Le rapport d’un général attira l’attention des commandants de guerre sur les causes probables du gaspillage constaté au sein de leur cavalerie. Il notait le défaut de surveillance, l’abus des allures excessives, le maintien inutile du harnachement et parfois de son cavalier sur le cheval au repos, une mauvaise alimentation, le défaut d’abreuvement, d’abri, de litière, de ferrure… « C’est très bien d’acheter partout des chevaux, dit le général Cherfils, ce serait mieux de ne pas laisser périr faute de soins ceux que nous avons ».
Lors de la traversée de villages, il fut parfois décidé de confier à des paysans, par l’intermédiaire de leur municipalité, les chevaux fourbus ou légèrement blessés. Ce principe se révéla positif car il permit de récupérer des chevaux en forme avec un léger débours de l’armée pour le paysan qui s’était occupé de remettre le cheval en état. Cependant, l’armée n’étant pas toujours prête à garantir les frais d’entretien de ses montures ainsi confiées à des paysans, certains ne prirent donc pas grand soin des chevaux dont on leur confia la charge.
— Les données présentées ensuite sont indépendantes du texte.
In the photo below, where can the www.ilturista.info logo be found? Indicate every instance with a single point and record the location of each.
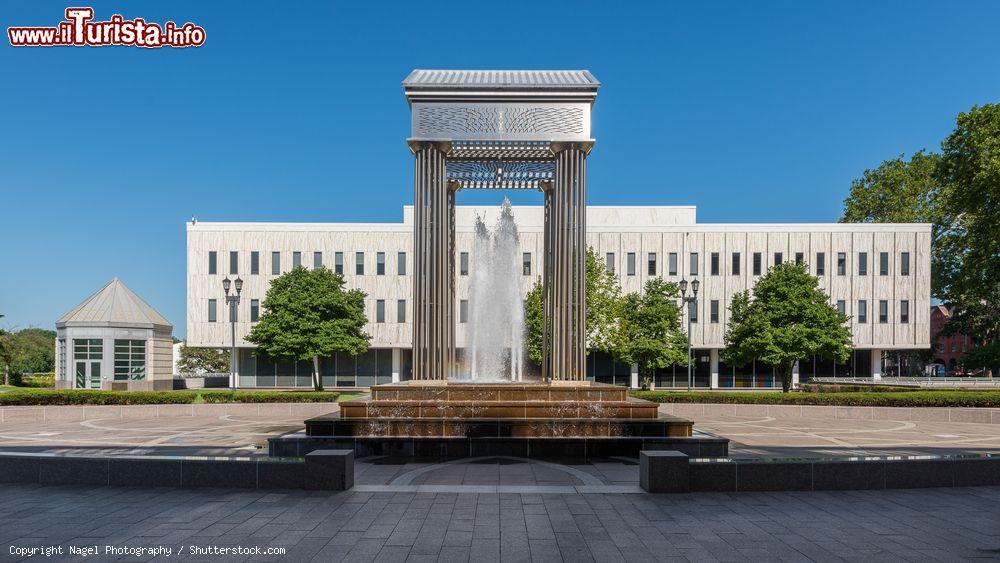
(78, 30)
Le cheval auxiliaire de la victoire…
Tous les pays considèrent le cheval comme un auxiliaire indispensable à leurs victoires. Il est souvent reconnu comme un combattant au même titre que le soldat dont il partage la vie, les fatigues, les blessures.
L’écrivain Urbain Gohier écrivit : « Si merveilleux que soit notre canon de 70, il ne servirait pas à grand chose s’il n’y avait pas de chevaux pour l’amener en position ».
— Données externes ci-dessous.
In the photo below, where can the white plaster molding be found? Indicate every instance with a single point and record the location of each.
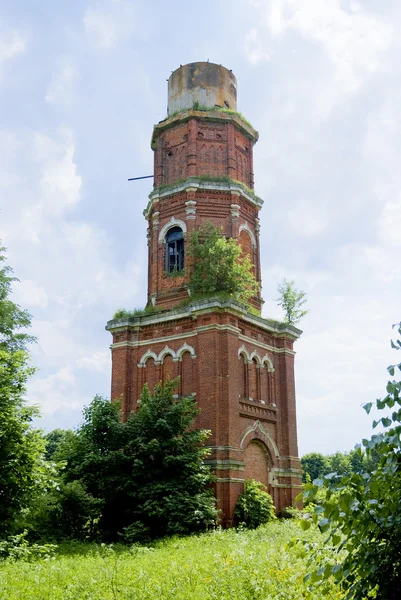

Après la guerre de Mandchourie, les Japonais ont rendu hommage à leurs « chevaux morts pour la patrie » en leur élevant un monument.
Les cavaliers russes priaient ainsi pour leurs chevaux : « Seigneur, pour ces humbles créatures qui supportent avec nous le fardeau du jour et offrent leur vie innocente pour le pays, nous faisons appel à la tendresse de ton cœur, car tu as promis le salut aux hommes et aux animaux, et immense est ta bonté, ô Seigneur ! ».
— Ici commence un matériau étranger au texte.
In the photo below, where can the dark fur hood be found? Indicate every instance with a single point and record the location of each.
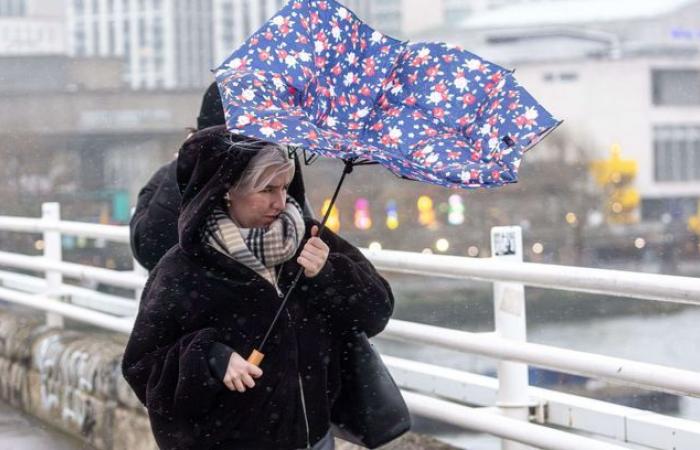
(209, 163)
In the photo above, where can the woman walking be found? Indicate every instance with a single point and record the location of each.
(211, 298)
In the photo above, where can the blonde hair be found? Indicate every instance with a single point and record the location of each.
(269, 162)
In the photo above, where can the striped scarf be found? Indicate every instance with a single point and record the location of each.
(260, 249)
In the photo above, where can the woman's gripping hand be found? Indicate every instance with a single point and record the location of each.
(240, 373)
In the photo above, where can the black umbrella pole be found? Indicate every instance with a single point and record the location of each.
(257, 355)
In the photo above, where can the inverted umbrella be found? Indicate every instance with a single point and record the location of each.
(318, 78)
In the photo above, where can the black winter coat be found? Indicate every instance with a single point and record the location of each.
(152, 227)
(198, 301)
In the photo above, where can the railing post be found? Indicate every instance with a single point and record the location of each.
(51, 212)
(138, 268)
(509, 315)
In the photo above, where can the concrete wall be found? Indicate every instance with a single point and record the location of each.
(72, 381)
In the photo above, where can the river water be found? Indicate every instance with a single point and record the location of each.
(639, 330)
(644, 331)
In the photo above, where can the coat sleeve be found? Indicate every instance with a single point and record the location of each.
(168, 368)
(349, 289)
(153, 226)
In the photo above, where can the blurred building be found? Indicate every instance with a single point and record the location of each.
(169, 44)
(32, 27)
(624, 72)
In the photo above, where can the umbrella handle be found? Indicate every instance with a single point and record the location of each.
(255, 358)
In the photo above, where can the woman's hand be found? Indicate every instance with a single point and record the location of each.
(240, 373)
(314, 255)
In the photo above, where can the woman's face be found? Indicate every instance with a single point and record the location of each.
(259, 209)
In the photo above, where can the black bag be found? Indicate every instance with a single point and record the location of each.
(369, 410)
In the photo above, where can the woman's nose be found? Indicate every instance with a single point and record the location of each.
(280, 199)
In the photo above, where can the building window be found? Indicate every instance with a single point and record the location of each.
(677, 153)
(676, 87)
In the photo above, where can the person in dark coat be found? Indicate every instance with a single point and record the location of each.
(210, 300)
(153, 225)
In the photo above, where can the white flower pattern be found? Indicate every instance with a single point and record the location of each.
(427, 111)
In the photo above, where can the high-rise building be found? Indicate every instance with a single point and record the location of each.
(169, 43)
(31, 27)
(13, 8)
(164, 43)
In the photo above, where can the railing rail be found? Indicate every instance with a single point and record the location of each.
(511, 395)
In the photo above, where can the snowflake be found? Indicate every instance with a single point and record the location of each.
(248, 94)
(290, 61)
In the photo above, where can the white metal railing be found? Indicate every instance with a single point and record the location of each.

Un soldat Anglais raconte ainsi le fait d’arme d’un cheval ayant sauvé la vie de son cavalier : « Un jour, au cours d’une violente action, son cavalier fut envoyé à terre, atteint d’une balle. La troupe était en marche à ce moment. Lorsque le cavalier vint à toucher le sol, le cheval s’arrêta alors, souleva l’homme avec ses dents par ses vêtements et se rendit avec son fardeau près d’un groupe d’autres cavaliers. Le cavalier fut de là transporté à une ambulance de première ligne, où le docteur assura que, si ce blessé avait séjourné quelques heures sur le sol, sans soins, il serait inévitablement mort ».